Note the annotation with three ''' could also be written with three """. Three quotes (single or double) indicate to the computer that you are creating a docstring, which is read by the interpreter. This is different from when we comment out with a #, which is skipped by the interpreter. A docstring also can be written over multiple lines. Note that you could in many cases get away with simply writing a #comment that explains your function, but it’s worth getting into the habit of writing a docstring now.

The final component of a function is the function body:

  1. The statement is the actual content of the function. This is where you tell the computer what to do; i.e., what you specifically want the function to carry out (in the above example, we instructed the computer to subtract 32 from the Farenheit temperature we supply and then multiply that value by \(5/9\).

All the pieces of a user-defined function put together look as follows:

def function_name(parameter):
    '''docstring'''
    statement(s)

Examples of user-defined functions#

Here are some more examples of simple functions. Try these out on your own, try changing different elements to gain intuition for how they work, and, of course, try writing some of your own as well.

It should be pretty obvious what the below function does:

def triple(number):
    '''Triple a given number'''
    return 3*number

The above function takes any given number and triples it. Let’s check that it works as we think it does:

triple(20)
60
triple(3.14)
9.42
triple(20000000000000000)
60000000000000000

Pretty good! Here’s another, followed by some implementations:

def sq_root(x):
    '''Find the square root of x'''
    return x ** (1/2)                  # note, this is just regular old math, so the ( ) around 1/2 are necessary!
sq_root(9)
3.0
sq_root(200)
14.142135623730951
sq_root(-200)                      
(8.659560562354933e-16+14.142135623730951j)

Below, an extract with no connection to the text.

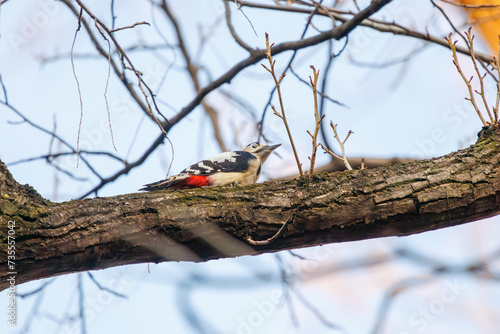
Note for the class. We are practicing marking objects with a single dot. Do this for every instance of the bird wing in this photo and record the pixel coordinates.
(226, 162)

Notice for fun above we the j suffix, creating a complex number. Remember also, we could have simply imported a function to find the square root, as we’ve done before:

import math
math.sqrt(200)
14.142135623730951

It’s really up to us whether we want to define our own function in this case or import one. As discussed above, later on you may have principled reasons for defining your own versus importing a function (e.g., practice, robustness, aesthetics, puritanism, ease, and more).

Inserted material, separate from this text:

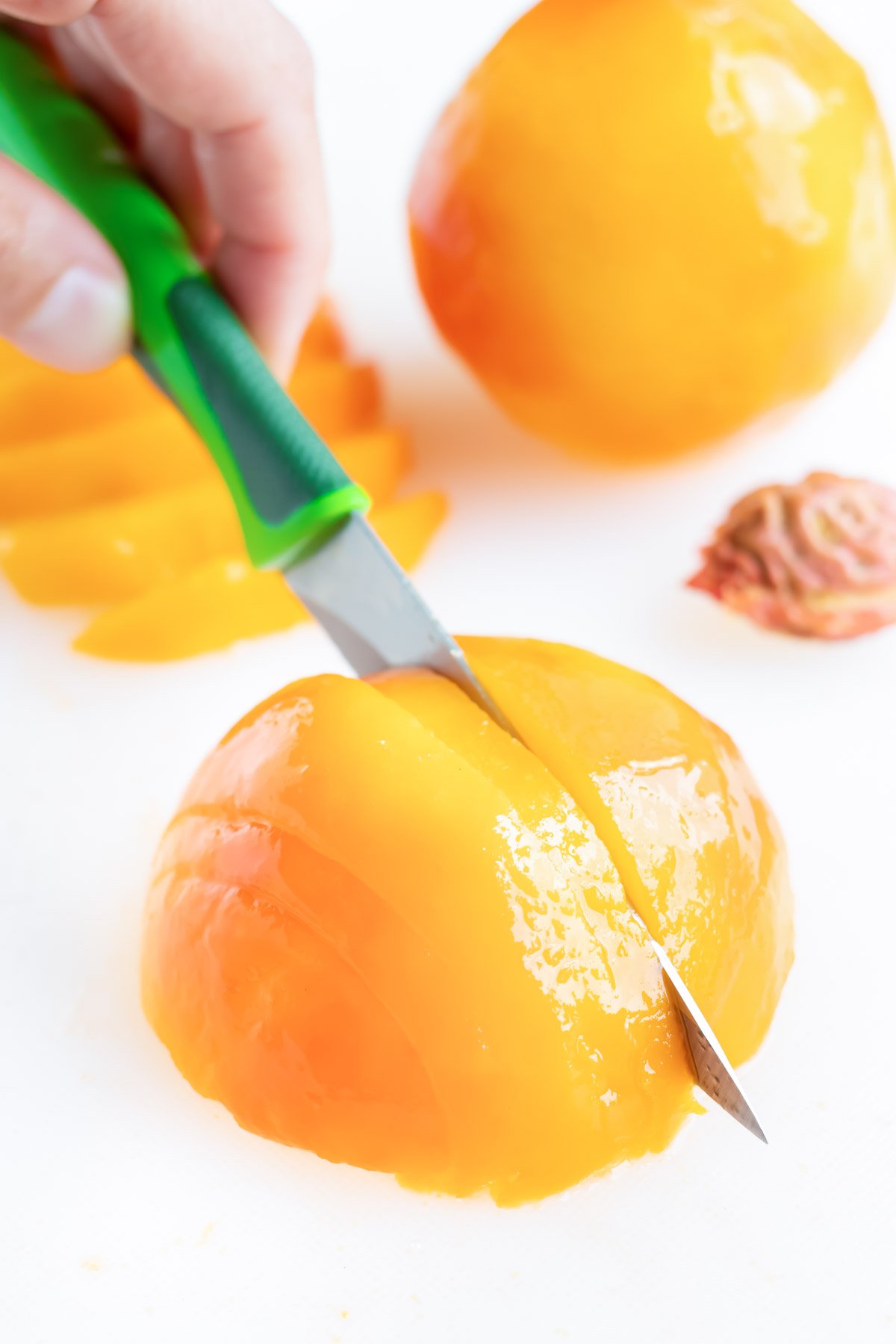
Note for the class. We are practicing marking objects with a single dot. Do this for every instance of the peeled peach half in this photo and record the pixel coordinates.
(382, 929)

Functions with more than one parameter#

We can pass more than one parameter to a function. In principle, you can in fact pass many parameters to a function, but it’s generally advisable to stick to two or perhaps three at most. There are several reasons for this, some a matter of aesthetics/elegance, but more importantly, including many parameters can both obscure and create problems in your code. We’ll leave this here for now, but if you want to read more, you can see the book Clean Code by Robert C. Martin, among many others.

With that, here’s an example with two parameters. It will take two arguments – one for x, and one for y – which we’ll test.

def percent(x, y):
    '''Find what percent x is of y'''
    return (x/y)*100
percent(5, 100)
5.0
percent(66, 75)
88.0

Again, we have some freedom with what we name our parameters:

def total_price(price, tax):
    '''Find the total price of something by adding sales tax to the listed price'''
    return price + tax*price
total_price(2, .15)
2.3

In the above example, we are finding the total price of a good that costs $2.00 and has a sales tax of 15%.

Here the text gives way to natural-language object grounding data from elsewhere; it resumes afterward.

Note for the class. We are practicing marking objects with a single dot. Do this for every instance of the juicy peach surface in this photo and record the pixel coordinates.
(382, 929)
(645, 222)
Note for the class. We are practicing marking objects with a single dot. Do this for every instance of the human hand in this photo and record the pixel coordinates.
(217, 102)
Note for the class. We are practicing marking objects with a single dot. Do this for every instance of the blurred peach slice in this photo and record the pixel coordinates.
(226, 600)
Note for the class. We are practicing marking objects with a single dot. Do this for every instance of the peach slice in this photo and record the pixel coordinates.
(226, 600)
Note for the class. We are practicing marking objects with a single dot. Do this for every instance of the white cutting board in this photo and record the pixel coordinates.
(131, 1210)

Finally, a common (and very useful) practice is to define our parameters above our function. This is useful because as we write longer and longer functions (or blocks of code with multiple functions, perhaps even all in one cell), we may want to be able to quickly manipulate the arguments we pass to them, without having to scroll through the entire function, or run multiple cells to get our answer. For example, we can do the entire exercise above in just one cell:

price = 2
tax = 0.15

def total_price(price, tax):
    '''Find the total price of something by adding sales tax to the listed price'''
    return price + tax*price

total_price(price, tax)
2.3

This can be handy if later we want to quickly find the total price – all we need to do is simply type something new into the first two lines of our cell. Really, we’ve created our own little module for finding the total price of a good – nice!